Thirty percent of villages interviewed by scientists reported that orangutans had been killed in the last five to 10 years.
New approaches are needed to stop the killing of orangutans in Borneo
Photo: Pixabay/a_m_o_u_t_o_n
Orangutans in Borneo are remarkable creatures, but as their ancestral forests have been shrivelling and fragmenting around them these great apes lead increasingly precarious lives.
Yet it isn’t just habitat loss that threatens their continued existence in the wild. So does wanton killing.
A team of researchers has confirmed this after visiting 79 villages across the range of the Bornean orangutan in Kalimantan and interviewing 431 locals in 2020 ane 2021. The scientists have found that despite stepped-up conservation efforts the killing of orangutans continues, posing “a substantial threat” to Bornean orangutan populations.
“Our study builds on previous research which indicated killing was one of the key reasons for orangutan population decline, alongside habitat loss,” explains Emily Massingham, a scientist at the University Queensland’s Faculty of Science who led the research.
“The aim of our project was to understand whether orangutans have been killed in recent times, to look at whether conservation projects are effectively preventing killing, and to gain insights into community perceptions and the motivations behind it,” Massingham elucidates.
“It has been almost 15 years since the previous study, and we did not find a clear decrease in killings despite Indonesia’s commendable efforts to reduce habitat loss,” the researcher adds. “Thirty percent of villages reported orangutans had been killed in the last five to 10 years, despite the practice being both illegal and taboo, which also makes it hard to get an accurate picture of the true scale.”
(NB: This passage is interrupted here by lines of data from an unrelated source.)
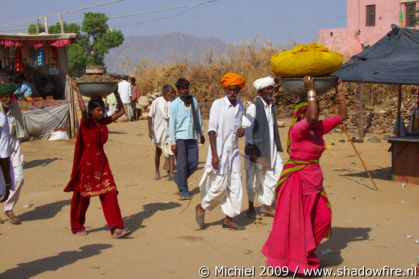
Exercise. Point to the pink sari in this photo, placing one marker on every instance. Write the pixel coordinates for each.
(303, 213)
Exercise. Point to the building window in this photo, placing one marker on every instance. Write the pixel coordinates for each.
(411, 14)
(370, 21)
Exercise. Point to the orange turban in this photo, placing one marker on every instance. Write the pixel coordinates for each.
(232, 79)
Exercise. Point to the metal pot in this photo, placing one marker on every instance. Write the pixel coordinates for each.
(296, 85)
(96, 89)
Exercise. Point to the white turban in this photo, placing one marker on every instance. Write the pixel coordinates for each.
(262, 83)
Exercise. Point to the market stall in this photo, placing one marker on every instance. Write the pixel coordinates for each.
(41, 60)
(392, 60)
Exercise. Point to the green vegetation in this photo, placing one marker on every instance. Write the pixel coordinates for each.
(94, 39)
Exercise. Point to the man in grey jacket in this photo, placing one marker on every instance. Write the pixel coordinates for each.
(263, 164)
(16, 133)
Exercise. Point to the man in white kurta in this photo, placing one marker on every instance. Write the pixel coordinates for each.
(221, 183)
(16, 132)
(262, 172)
(124, 90)
(158, 124)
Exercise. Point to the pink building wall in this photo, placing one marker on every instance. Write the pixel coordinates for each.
(350, 40)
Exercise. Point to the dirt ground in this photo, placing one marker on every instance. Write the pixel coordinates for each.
(370, 228)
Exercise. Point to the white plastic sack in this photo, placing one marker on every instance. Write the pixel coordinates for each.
(59, 135)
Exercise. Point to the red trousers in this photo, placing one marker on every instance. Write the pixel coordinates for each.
(110, 208)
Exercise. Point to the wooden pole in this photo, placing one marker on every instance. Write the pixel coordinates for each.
(60, 17)
(46, 24)
(353, 146)
(37, 26)
(72, 112)
(399, 113)
(361, 112)
(371, 96)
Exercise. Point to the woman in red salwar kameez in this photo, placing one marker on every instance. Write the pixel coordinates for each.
(91, 175)
(303, 213)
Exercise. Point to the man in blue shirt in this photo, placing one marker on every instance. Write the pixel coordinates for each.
(24, 89)
(185, 125)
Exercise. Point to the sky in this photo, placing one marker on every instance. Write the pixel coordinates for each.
(279, 21)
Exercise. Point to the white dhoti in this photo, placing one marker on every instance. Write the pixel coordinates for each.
(261, 180)
(16, 173)
(223, 189)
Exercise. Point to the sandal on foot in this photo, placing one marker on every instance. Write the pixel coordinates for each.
(199, 218)
(82, 233)
(251, 215)
(233, 227)
(266, 211)
(119, 233)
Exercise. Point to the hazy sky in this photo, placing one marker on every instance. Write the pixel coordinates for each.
(280, 21)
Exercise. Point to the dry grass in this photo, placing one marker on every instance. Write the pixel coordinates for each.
(251, 59)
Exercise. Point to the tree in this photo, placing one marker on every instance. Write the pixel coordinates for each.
(56, 28)
(94, 39)
(100, 38)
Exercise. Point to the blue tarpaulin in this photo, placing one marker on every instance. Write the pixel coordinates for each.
(394, 59)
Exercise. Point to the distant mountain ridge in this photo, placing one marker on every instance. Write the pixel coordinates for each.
(160, 49)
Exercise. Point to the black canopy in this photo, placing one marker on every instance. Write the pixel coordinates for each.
(394, 59)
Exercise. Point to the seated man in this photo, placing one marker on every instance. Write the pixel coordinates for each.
(414, 119)
(24, 89)
(47, 88)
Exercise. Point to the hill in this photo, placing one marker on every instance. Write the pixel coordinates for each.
(160, 49)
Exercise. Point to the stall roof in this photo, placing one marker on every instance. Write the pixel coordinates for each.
(394, 59)
(38, 40)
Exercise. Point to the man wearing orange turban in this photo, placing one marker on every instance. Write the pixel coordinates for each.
(232, 79)
(221, 183)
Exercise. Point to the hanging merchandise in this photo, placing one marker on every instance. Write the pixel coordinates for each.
(18, 60)
(6, 56)
(53, 67)
(3, 57)
(47, 53)
(32, 55)
(40, 57)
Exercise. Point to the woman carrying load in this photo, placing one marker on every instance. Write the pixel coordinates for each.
(91, 175)
(303, 213)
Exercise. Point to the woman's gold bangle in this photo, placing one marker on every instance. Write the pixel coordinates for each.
(311, 93)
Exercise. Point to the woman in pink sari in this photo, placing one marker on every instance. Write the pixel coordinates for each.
(303, 213)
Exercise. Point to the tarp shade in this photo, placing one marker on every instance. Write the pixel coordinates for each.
(36, 43)
(394, 59)
(39, 123)
(38, 40)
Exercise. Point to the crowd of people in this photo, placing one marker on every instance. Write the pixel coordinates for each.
(11, 159)
(291, 192)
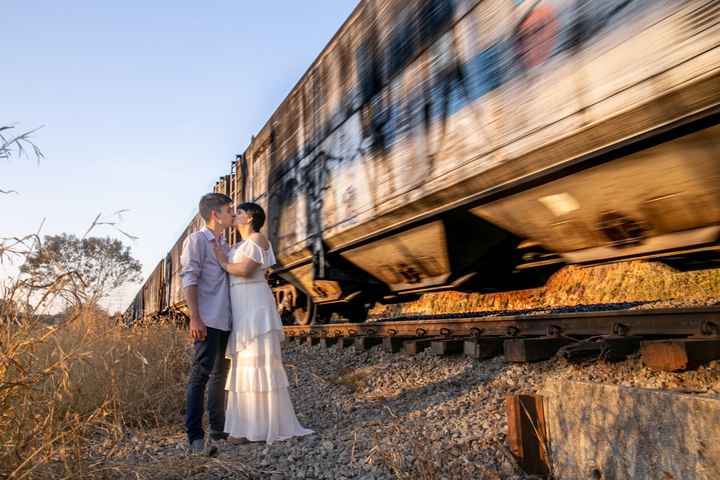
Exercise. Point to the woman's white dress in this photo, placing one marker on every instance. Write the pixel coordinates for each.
(258, 403)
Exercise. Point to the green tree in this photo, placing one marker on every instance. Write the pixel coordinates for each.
(80, 271)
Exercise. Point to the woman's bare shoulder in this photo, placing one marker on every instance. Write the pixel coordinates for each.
(260, 240)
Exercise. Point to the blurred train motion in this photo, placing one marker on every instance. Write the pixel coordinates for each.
(481, 146)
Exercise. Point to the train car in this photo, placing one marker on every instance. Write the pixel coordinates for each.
(153, 291)
(481, 146)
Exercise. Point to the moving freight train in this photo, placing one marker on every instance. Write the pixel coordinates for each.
(481, 146)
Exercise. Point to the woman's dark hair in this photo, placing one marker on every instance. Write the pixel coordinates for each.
(256, 212)
(212, 202)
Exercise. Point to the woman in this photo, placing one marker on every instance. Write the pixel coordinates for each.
(258, 404)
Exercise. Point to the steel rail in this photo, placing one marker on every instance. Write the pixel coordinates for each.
(676, 321)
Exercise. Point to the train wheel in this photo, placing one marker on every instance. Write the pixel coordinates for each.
(304, 314)
(355, 312)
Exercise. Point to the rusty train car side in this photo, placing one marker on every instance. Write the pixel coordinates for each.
(482, 145)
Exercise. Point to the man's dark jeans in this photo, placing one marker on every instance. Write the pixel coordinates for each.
(210, 367)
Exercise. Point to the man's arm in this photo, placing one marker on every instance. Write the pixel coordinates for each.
(191, 267)
(244, 268)
(198, 330)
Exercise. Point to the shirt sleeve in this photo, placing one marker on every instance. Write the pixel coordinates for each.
(191, 261)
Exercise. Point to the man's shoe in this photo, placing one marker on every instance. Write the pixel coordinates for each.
(218, 435)
(197, 447)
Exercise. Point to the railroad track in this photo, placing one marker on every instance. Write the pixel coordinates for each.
(659, 322)
(669, 339)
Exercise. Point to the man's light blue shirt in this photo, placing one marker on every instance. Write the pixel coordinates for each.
(200, 267)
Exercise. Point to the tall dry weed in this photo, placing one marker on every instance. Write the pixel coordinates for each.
(87, 380)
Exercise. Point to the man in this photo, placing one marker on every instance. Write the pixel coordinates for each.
(207, 294)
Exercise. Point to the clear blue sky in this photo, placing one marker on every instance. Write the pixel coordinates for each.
(144, 104)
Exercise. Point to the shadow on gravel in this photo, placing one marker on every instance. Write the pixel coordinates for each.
(430, 395)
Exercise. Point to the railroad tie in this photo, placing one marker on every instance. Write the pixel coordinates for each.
(345, 342)
(533, 349)
(326, 342)
(395, 344)
(363, 344)
(414, 347)
(447, 346)
(483, 348)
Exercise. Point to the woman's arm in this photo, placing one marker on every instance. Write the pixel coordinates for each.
(244, 268)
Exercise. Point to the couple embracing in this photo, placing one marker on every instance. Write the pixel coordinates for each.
(236, 331)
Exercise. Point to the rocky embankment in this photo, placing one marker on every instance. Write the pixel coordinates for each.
(383, 416)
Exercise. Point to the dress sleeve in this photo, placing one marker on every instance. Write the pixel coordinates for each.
(250, 250)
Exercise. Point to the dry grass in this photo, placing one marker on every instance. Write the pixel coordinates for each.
(615, 283)
(64, 387)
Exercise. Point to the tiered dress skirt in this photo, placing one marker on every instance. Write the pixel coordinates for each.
(258, 402)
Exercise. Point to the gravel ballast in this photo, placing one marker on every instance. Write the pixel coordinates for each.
(382, 416)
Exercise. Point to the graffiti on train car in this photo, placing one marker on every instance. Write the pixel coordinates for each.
(414, 70)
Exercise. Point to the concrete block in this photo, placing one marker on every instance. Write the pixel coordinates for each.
(610, 432)
(483, 348)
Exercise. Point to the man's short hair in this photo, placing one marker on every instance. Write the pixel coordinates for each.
(212, 202)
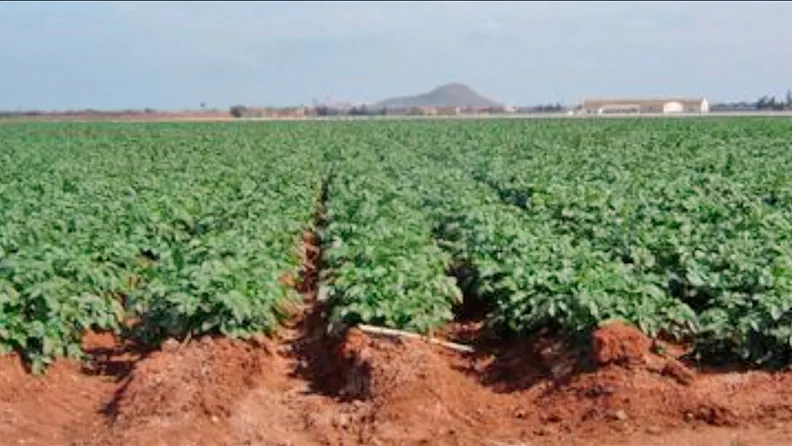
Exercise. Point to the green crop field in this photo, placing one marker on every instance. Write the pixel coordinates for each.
(681, 227)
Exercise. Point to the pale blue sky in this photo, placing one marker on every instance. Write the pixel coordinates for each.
(175, 55)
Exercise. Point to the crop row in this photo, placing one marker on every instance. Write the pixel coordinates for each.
(150, 231)
(171, 230)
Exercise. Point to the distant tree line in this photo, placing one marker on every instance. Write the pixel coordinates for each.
(765, 103)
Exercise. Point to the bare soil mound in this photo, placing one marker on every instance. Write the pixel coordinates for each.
(385, 391)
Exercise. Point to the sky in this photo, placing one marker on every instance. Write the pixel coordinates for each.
(176, 55)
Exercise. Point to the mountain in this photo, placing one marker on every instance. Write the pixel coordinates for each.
(449, 95)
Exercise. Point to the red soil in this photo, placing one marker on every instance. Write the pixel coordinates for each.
(306, 389)
(368, 390)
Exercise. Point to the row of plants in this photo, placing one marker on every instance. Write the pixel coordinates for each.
(147, 230)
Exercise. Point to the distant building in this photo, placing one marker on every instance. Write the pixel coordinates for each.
(660, 105)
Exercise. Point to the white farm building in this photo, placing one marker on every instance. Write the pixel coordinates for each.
(659, 105)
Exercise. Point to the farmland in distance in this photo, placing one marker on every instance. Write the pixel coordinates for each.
(199, 273)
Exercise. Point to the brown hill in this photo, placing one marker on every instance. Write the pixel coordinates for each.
(449, 95)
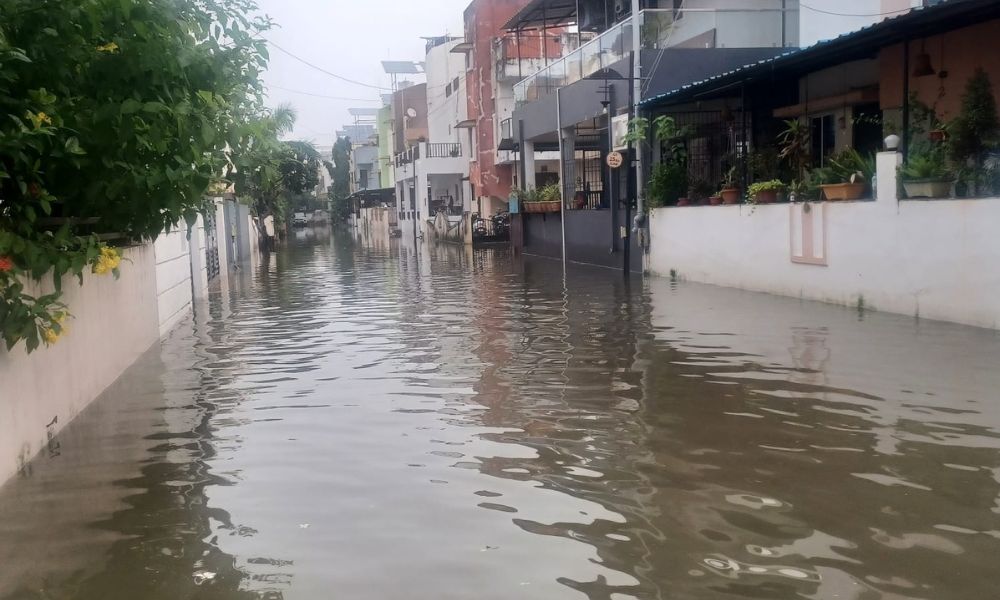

Over the past decades Borneo’s orangutan population has halved to around 100,000 individuals left in the wild. They are facing a host of challenges, most of them from people and their activities. Troublingly, conservation efforts seem to have had little impact on the killing of orangutans on the island.
“Our findings did not indicate that conservation projects are reducing killing, highlighting an urgent need to improve the collective approach to orangutan conservation,” Massingham stresses.
As a result, conservationists should seek to better understand why people continue killing the great apes to address these drivers of the practice to halt and reverse the decline in orangutan populations.
This is especially important as orangutans are slow-breeding animals, which makes them particularly vulnerable to population declines driven by the death of adult apes, according to the study.
“Our interviews revealed some of the situations which lead to the killing or displacement of individual orangutans,” Massingham notes. “They include protecting crops and taking infant apes to keep as pets.”
Among their recommendations her team suggests working more closely with communities in orangutan ranges as well as boosting collaborations among conservationists and local authorities.
“Conservationists need to work closely with individual villages to understand their needs and perspectives, identify the social drivers of killing of orangutans and implement solutions that reduce human-orangutan conflict,” the scientist says.